During handling of the above exception, another exception occurred:

Traceback (most recent call last):
  File "/opt/paperless/paperless-ngx-postprocessor/./paperlessngx_postprocessor.py", line 65, in <module>
    api = PaperlessAPI(config["paperless_api_url"],
          ^^^^^^^^^^^^^^^^^^^^^^^^^^^^^^^^^^^^^^^^^
  File "/opt/paperless/paperless-ngx-postprocessor/paperlessngx_postprocessor/paperless_api.py", line 22, in __init__
    auth_token = get_auth_token(paperless_src_dir)
                 ^^^^^^^^^^^^^^^^^^^^^^^^^^^^^^^^^
  File "/opt/paperless/paperless-ngx-postprocessor/paperlessngx_postprocessor/get_auth_token.py", line 27, in get_auth_token
    raise RuntimeError(f"Couldn't find paperless-ngx's source code in {paperless_src_dir}")
RuntimeError: Couldn't find paperless-ngx's source code in /usr/src/paperless/src
jgillula commented 5 months ago

Very helpful logs, thank you!

That last error message is the key: to interact with paperless-ngx over its REST API, the postprocessor needs an auth token.

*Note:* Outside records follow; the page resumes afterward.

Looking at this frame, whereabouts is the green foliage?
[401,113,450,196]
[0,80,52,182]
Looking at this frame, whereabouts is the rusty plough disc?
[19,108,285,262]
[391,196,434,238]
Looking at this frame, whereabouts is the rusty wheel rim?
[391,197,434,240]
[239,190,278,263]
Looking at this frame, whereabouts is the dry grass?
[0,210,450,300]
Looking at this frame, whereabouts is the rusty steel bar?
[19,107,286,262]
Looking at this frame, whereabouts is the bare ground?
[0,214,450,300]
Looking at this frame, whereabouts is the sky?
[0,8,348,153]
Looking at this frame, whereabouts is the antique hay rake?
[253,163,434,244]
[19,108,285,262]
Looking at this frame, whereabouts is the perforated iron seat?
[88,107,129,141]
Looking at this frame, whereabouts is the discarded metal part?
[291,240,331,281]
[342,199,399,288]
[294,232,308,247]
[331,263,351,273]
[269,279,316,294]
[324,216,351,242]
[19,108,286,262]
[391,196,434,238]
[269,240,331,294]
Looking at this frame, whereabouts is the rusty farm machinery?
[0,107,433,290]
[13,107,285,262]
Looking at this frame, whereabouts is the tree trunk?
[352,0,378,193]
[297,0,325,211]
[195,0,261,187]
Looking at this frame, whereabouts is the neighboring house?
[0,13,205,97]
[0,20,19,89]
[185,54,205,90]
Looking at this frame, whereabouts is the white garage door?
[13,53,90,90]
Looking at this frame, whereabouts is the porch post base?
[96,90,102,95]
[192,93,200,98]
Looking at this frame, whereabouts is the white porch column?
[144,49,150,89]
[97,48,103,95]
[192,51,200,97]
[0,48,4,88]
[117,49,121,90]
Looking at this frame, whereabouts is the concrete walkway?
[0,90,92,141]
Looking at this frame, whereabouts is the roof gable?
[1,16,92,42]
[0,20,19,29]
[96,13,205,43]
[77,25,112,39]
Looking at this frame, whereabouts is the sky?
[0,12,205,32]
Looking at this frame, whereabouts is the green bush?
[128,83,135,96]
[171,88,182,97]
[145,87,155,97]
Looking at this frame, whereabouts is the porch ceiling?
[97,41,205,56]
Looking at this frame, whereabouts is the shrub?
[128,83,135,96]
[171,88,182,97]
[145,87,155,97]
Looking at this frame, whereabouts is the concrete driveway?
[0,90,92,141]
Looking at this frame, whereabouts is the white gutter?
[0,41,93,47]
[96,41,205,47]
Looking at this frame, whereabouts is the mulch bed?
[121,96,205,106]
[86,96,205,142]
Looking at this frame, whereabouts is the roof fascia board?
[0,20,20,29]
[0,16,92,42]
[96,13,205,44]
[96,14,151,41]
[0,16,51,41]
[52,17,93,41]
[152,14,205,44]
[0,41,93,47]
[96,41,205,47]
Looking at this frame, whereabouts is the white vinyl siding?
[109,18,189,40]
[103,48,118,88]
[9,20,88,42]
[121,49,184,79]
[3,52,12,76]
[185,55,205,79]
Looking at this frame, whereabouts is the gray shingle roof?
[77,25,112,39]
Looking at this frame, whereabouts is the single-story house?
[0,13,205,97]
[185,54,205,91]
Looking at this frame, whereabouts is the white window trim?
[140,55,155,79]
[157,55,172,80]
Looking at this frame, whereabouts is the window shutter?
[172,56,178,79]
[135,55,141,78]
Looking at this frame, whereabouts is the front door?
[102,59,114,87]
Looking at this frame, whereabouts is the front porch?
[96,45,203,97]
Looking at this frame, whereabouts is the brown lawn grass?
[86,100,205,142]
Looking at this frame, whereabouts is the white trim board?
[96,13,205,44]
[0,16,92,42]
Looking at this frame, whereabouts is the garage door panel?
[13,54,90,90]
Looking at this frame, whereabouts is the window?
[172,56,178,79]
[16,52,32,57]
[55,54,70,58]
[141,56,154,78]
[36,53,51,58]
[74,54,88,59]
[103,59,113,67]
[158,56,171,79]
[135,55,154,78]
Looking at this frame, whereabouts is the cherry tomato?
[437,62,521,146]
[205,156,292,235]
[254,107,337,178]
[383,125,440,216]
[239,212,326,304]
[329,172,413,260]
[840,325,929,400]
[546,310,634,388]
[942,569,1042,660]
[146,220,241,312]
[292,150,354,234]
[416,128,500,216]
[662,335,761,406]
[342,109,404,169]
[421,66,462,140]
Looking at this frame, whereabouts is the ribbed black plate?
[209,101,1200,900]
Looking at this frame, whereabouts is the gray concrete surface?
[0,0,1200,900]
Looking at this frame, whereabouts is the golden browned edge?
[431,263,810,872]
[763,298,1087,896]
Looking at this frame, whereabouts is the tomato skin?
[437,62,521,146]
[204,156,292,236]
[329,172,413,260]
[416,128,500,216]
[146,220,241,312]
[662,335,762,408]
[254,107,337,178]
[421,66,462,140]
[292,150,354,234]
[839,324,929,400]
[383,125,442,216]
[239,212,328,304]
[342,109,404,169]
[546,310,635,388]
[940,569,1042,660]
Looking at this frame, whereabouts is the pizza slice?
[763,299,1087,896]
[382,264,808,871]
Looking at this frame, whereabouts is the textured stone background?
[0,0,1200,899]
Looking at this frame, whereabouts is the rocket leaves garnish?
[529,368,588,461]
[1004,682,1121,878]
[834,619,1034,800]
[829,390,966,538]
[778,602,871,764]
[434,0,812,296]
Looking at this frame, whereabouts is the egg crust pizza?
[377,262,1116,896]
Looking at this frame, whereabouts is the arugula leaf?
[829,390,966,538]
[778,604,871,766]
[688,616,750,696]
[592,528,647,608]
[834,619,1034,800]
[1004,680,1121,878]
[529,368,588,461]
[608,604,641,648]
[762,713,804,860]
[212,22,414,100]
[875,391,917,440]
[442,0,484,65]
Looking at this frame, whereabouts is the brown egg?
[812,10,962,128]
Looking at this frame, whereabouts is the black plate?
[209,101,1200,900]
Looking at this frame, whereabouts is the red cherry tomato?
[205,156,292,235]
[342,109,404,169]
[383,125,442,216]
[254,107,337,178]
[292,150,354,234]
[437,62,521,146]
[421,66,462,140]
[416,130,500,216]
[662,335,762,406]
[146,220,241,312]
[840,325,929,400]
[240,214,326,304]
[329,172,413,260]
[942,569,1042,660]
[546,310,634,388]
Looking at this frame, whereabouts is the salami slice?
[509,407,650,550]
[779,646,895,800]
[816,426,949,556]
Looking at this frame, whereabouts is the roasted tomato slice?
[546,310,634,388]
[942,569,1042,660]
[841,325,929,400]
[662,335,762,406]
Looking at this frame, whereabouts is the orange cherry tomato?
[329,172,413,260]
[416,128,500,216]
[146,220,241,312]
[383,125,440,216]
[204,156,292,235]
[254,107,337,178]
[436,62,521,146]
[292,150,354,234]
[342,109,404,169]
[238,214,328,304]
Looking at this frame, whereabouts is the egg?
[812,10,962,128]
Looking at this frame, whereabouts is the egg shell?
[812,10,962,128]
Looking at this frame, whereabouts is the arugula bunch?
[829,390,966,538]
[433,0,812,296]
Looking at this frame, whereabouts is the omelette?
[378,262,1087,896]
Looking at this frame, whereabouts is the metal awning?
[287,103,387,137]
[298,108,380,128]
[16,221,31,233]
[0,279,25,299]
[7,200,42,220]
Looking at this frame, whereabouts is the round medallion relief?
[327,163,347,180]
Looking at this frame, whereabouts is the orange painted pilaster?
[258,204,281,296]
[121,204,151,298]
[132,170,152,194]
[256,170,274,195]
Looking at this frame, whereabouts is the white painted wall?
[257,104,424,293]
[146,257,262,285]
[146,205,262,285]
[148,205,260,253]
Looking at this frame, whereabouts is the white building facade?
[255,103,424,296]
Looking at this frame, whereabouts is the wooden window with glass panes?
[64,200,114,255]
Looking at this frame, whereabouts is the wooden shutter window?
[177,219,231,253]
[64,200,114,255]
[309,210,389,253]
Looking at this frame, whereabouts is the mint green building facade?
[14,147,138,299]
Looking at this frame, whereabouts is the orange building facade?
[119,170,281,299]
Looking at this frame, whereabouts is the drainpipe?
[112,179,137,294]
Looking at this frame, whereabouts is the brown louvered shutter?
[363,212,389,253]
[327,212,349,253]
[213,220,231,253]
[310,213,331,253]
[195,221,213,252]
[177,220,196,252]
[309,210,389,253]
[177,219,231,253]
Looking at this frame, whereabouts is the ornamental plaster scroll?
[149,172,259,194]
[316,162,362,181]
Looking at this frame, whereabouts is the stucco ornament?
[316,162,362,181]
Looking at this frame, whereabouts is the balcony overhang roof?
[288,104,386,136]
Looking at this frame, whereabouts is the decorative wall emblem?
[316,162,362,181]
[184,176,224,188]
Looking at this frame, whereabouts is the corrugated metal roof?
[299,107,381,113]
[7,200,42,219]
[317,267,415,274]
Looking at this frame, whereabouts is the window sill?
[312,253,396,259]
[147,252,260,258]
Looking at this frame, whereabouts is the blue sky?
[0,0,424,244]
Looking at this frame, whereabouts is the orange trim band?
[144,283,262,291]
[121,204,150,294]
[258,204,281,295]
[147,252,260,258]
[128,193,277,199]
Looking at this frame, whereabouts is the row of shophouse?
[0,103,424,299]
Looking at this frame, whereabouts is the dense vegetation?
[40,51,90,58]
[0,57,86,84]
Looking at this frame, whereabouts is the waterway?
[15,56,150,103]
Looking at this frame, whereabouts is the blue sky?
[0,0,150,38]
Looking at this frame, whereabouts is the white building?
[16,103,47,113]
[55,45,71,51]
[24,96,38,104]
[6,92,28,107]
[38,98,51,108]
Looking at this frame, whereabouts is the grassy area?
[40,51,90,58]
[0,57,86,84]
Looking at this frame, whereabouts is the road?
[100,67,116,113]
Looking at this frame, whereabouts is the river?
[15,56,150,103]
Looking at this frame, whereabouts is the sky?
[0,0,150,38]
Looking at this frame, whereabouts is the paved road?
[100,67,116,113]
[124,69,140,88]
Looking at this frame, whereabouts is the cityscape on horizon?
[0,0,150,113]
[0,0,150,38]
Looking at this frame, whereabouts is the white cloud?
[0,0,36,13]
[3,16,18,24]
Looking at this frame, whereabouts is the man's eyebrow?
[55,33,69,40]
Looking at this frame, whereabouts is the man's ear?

By default the postprocessor tries to get that auth token by pretending to be paperless itself and extracting it from paperless-ngx's auth database. But to do that, it needs to know where the source code for paperless-ngx is.

There may be two ways to solve this:

  1. Provide the PNGX_POSTPROCESSOR_AUTH_TOKEN=<token> value. Normally this would go in docker-compose.env, but for a base metal install try putting it in paperless.conf. You can get the auth token from paperless-ngx's django admin (e.g. http://localhost:8000/admin/authtoken/tokenproxy/).
  2. Or you can provide the PNGX_POSTPROCESSOR_PAPERLESS_SRC_DIR=<directory> value (also in paperless.conf). I think the value you want is probably /opt/paperless/src, but it will depend on where you put the source code for paperless-ngx.

You can also provide the --auth-token option when doing a dry-run.

peterpan192 commented 5 months ago

Alright, I got one step closer. post_consume_script.sh gets started when I upload a new document to my paperless-instance. In order for the script to run, I had to add user paperless without being prompted for a password to the sudoers-file. Only this way, the python-script will run effectively from the sh-script. I edited post_consume_script.sh like this:

!/usr/bin/env bash

Define the run directory based on the script's location

RUN_DIR=$( dirname -- "$( readlink -f -- "$0"; )" )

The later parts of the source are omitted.